Cities of Refuge (Michael Helm)

Michael Helm’s Cities of Refuge is a novel of precise characterization, muscled metaphors, and intelligent complexity. After 28-year-old Kim Lystrander suffers a brutal assault in downtown Toronto, she remains haunted by the apparent senselessness of the event. To deal with the trauma, she begins to imagine her unknown attacker, reconstructing the night and crafting its history.

While her life reknits, her father Harold’s unknots. A historian, equally obsessed with reconstructing the night of Kim’s attack, which underlines his sense of himself as a failed father, Harold is not content with imaginings and possibilities. His attempts to discern the truth of that night, to sift it out from the world’s randomness, cause him to return to the trauma of his own violent youth.

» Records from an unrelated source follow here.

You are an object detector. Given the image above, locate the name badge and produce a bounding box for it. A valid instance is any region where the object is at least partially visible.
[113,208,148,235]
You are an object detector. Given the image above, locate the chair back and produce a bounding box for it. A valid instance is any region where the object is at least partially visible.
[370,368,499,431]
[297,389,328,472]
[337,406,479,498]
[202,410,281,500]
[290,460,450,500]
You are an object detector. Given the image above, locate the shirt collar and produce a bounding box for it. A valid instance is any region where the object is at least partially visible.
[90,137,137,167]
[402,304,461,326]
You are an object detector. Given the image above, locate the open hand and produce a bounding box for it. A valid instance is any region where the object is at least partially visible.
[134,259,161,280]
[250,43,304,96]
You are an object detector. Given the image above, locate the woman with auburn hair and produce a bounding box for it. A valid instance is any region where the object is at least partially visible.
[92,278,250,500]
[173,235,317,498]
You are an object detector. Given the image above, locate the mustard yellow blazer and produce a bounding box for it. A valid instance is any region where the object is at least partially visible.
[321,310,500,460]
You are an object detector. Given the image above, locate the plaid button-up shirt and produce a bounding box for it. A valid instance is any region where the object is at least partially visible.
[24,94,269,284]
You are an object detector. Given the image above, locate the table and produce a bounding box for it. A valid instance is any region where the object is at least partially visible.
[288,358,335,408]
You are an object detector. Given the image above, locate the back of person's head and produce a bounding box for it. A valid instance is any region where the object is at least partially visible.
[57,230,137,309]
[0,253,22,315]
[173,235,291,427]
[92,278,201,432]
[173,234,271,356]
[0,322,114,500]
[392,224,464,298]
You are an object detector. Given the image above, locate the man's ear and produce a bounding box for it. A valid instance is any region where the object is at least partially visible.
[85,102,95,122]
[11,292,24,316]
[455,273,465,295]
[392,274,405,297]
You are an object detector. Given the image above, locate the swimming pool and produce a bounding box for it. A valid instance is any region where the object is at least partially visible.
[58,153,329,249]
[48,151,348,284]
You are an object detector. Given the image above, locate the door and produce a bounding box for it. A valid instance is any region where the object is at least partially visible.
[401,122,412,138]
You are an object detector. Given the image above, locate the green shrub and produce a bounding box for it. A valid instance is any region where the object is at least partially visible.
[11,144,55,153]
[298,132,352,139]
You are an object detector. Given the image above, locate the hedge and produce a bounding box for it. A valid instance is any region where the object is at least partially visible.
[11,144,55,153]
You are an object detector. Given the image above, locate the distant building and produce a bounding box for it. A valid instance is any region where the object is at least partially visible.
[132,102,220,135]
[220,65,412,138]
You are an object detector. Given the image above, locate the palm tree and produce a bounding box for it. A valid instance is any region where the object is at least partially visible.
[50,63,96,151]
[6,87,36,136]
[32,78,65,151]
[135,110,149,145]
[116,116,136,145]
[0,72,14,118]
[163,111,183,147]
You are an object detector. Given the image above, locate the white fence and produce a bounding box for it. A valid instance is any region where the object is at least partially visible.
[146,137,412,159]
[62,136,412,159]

Before the attack, Kim worked for an organization that helped people who were refused refugee status. Harold, convinced the attacker knew Kim through this work, mounts an investigation contrary to Kim’s own. Both draw deeper into the world of illegal refugees and its violence.

Helm never forgets to weld character actions to plot development, and the story proceeds through inevitable yet compelling events. Although characterization drives the novel, it’s nonetheless well-plotted. Despite dense and blocky prose, the pages breeze by.

The writing is fresh and elegant, rarely tipping into extravagance. A small park “sat bright and dead. In the playground, far below the lone vapour light, a small green whale smiled on its coiled spring.” Kim’s bicycle light “beam shivered before her, then steadied on its small spot of the world to come.”

Most of the dialogue in the book is reported rather than relayed, so that almost every page contains one or more paragraphs of summarized conversation. It can be wearisome to constantly read overviews of a scene rather than seeing the scene played out. Thankfully, this method is justified by the novel’s theme of imposed distance from the truth of stories, and thus satisfying when it might not be otherwise.

Where Helm falters is when dishing out dollops of narrator-wisdom. We are informed that what Kim “didn’t think, only came to realize, is that when you work at the nexus of a thousand bad histories, you breathe something in, some essence of dire luck.”

Passages like this draw dangerously close to melodrama, although for the most part Helm is more restrained and graceful. Kim and Sadaf (a refugee she is helping) are said to be “part of a repeated design they would never see whole.” Here the narration reflects Kim’s thoughts, tied to the character (not floating loose), and works as a metaphor for the novel.

Such obligatory story-about-stories moments are not contrivances but integral, significant plot turns. Helm walks many fine lines to offer an engrossing story that approaches but evades the pitfalls to which many similar works fall victim.